Outra que conversou com o PN foi Eliana Alves Cruz, escritora que já caiu totalmente no gosto dos leitores e vem produzindo uma obra consistente e encantadora. Para ela foi "muito bonito e corajoso o discurso de Ana Maria essa noite. Um discurso potente, que celebra a presença feminina e negra, que ainda é pouca, mas que nós estamos chegando. Fiquei muito feliz por Conceição, por Leda Maria Martins, por Nei Lopes. E por fazer parte dessa celebração em família".
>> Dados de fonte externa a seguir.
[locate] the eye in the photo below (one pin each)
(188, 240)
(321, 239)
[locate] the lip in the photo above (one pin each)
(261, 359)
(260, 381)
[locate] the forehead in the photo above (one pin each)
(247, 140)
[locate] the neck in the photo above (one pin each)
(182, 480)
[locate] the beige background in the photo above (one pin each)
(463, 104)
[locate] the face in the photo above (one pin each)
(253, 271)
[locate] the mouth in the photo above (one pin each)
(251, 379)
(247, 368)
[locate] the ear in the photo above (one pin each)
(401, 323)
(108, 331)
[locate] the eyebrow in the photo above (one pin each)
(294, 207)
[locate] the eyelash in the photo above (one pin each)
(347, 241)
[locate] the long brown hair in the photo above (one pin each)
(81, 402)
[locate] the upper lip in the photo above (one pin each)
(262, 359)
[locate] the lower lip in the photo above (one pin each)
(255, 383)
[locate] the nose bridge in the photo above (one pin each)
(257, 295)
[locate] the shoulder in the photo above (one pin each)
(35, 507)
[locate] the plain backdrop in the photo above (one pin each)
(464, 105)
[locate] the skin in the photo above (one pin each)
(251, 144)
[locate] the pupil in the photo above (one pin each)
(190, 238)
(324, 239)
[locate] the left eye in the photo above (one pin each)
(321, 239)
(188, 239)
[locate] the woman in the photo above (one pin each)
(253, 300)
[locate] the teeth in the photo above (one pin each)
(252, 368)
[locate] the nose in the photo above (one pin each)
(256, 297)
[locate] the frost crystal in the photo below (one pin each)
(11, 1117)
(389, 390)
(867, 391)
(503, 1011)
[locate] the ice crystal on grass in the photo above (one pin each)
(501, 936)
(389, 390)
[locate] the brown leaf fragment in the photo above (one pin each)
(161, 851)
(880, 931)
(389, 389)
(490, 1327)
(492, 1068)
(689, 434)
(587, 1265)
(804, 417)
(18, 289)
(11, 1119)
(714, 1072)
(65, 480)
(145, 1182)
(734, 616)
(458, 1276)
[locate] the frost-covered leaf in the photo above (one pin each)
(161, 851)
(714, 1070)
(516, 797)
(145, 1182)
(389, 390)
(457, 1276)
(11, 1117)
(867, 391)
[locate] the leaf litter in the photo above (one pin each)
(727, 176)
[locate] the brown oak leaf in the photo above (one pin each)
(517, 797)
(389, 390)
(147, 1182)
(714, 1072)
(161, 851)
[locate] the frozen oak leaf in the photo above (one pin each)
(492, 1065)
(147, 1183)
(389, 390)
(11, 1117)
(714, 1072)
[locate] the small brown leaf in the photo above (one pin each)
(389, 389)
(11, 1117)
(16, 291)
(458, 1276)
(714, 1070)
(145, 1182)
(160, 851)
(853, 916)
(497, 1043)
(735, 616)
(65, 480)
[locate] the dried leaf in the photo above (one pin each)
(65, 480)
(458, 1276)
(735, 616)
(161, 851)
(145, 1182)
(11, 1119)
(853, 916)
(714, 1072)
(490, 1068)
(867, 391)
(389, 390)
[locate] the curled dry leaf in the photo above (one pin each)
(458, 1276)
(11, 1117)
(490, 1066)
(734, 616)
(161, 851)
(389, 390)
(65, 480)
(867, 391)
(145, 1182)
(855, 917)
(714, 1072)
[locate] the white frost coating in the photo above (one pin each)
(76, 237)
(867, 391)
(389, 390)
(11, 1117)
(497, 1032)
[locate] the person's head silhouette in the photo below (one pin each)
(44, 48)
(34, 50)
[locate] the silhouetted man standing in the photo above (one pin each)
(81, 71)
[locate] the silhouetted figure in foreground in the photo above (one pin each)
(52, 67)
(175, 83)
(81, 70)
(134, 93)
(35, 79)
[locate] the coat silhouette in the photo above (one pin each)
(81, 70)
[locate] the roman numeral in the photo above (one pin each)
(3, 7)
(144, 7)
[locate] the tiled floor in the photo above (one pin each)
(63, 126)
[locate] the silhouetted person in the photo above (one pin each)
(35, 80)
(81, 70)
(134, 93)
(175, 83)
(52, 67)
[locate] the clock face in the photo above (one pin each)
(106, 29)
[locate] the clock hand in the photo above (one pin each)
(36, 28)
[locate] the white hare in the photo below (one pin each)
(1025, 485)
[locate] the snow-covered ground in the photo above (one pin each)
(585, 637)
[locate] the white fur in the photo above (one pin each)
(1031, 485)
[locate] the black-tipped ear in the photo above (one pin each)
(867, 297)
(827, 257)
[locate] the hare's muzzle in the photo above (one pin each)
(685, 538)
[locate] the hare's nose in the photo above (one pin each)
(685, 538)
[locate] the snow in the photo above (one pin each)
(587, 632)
Ana Maria pesquisou vida e obra de todos os acadêmicos que a antecederam na cadeira 33 e fez reverência ao trazer à plateia tantas informações até minuciosas sobre eles - Domício da Gama, Fernando Magalhães, Afrânio Coutinho e Evanildo Bechara foram alguns deles. Falou, com entusiasmo redobrado, sobre Julia Lopes de Almeida (1862-1934), escritora e jornalista por mais de 40 anos, e pedra essencial na fundação da ABL. Julia foi excluída do grupo fundador apenas por ser mulher e cedeu o seu lugar na casa ao marido, o português Filinto de Almeida (1857-1945).
Outras primeiras mulheres na casa não foram esquecidas, como Rachel de Queiróz (1910-2003) e Dinah Silveira de Queiroz (1911-1982). Toda a noite de posse de Ana Maria Gonçalves foi dedicada a lembrar de quem pavimentou a literatura, a ABL e a sua própria trajetória até esta noite de coroação de uma vida que não foi linear nem fácil, como as histórias mais saborosas que encontramos por aí. Pelo contrário. Ana Maria teve muita coragem de ir além e promover revoluções em sua vida íntima para encontrar o seu caminho na literatura.
O painel em néon com a frase “Uma mulher negra feliz é um ato revolucionário” foi projetada no telão. Ela é da artista visual Juliana Borges e arrepiou os presente ao ser exibida ao som do clássico “Embala eu”, na voz agreste de Clementina de Jesus (1901-1987), um pouco antes do discurso de posse da nova imortal, que durou meia hora e arrebatou a plateia. Ana Maria assinou a sua posse à caneta pontualmente às 20h40, diante de um público em festa e devoção. É impossível rebobinar tudo, mais eis uma das muitas versões que serão contadas sobre esta noite - memorável, sim, para a história da literatura que nasce e amealha leitores no Brasil.